En plus du travail déjà décrit, les membres de tous les groupes au sein de la DSL peuvent participer à des activités complémentaires, comme la rédaction de guides et de manuels ou l’offre de séances de formation.

2.2.2 Description des SJM des Finances

Les SJM des Finances font partie du Portefeuille des organismes centraux de Justice Canada et réunissent des conseillers juridiques qui donnent des avis juridiques aux fonctionnaires du ministère des Finances. Plusieurs de ces conseillers juridiques apportent un soutien spécifique au processus législatif entrepris par le ministère des Finances. Comme le décrivent plus en détail les sous-sections suivantes, la rédaction de certains textes législatifs et réglementaires (en particulier ceux qui ont trait aux mesures fiscales) est effectuée à l’interne, par des employés du ministère des Finances (généralement des avocats, des comptables et des économistes), et en collaboration directe avec les SJM des Finances. Ainsi, ces textes législatifs ou réglementaires sont élaborés conjointement par les employés du ministère des Finances et les membres des SJM des Finances .

2.3 Aperçu du processus législatif

2.3.1 Rédaction des lois

D’un point de vue opérationnel, le processus d’élaboration de textes législatifs est complexe et fluide, en partie en raison de la diversité d’intervenants impliqués et de la latitude offerte par le système parlementaire, qui permet au gouvernement en place d’adapter son approche en fonction de sa vision de l’élaboration des politiques. Il n’existe pas de processus fixe, normalisé et linéaire qui encadre l’élaboration des lois, à la fois parce qu’une même démarche ne conviendrait pas à tous les projets ou tous les cas pour lesquels une loi est nécessaire, et parce que les besoins et les demandes du gouvernement fédéral exigent que les conseillers législatifs fassent preuve de souplesse. Au lieu d’un processus fixe, un certain nombre d’activités clés doivent être entreprises, dont l’aboutissement est la création d’un texte législatif. Si certaines initiatives législatives sont limitées sur le plan de la portée et de la complexité (p. ex. il s’agit de simples modifications visant à actualiser des dispositions existantes), d’autres soulèvent des enjeux d’envergure et controversés (p. ex. la légalisation du cannabis) .

Dans le présent rapport, l’accent est mis sur les activités auxquelles la DSL participe, à des degrés divers, et qui sont indiquées dans la figure 2.

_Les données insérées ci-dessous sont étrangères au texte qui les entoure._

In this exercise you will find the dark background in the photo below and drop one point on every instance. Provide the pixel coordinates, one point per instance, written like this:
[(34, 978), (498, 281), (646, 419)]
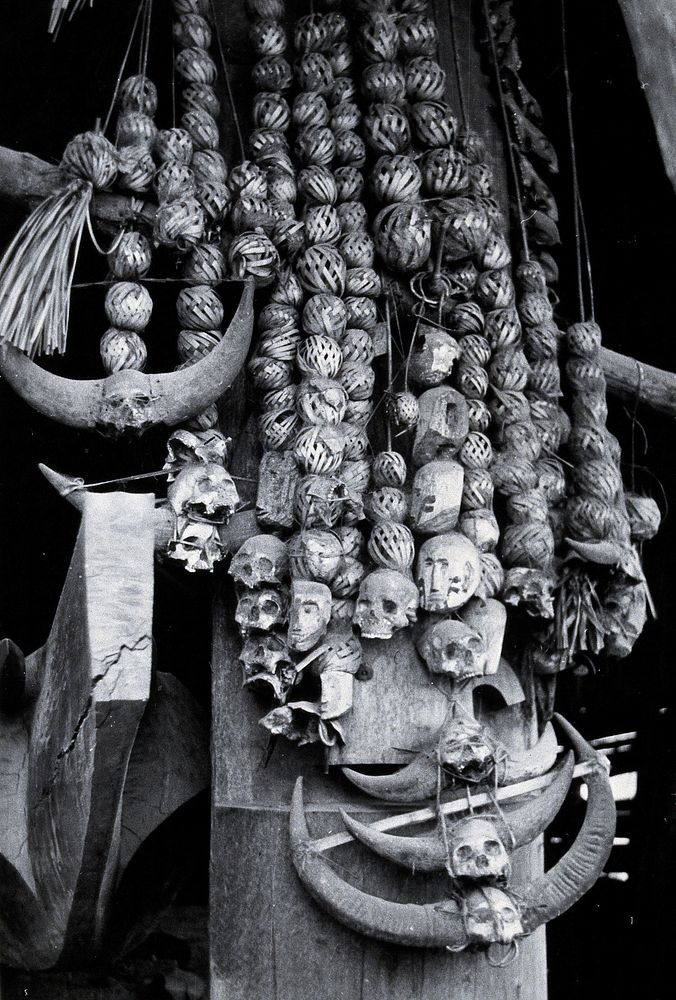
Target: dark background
[(615, 942)]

Figure 2 : Principales activités liées aux services législatifs
Figure 2 : Principales activités liées aux services législatifs
Figure 2 : Principales activités liées aux services législatifs – Version texte

La figure 2 donne une vue générale des principales activités liées aux services législatifs qui font partie du processus de rédaction législative. Il s’agit des suivantes :

  • Élaboration de politiques et Instructions
  • Rédaction d’une ébauche
  • Révision
  • Parlement
  • Publication

Remarque : Des services de consultation sont offerts tout au long du processus.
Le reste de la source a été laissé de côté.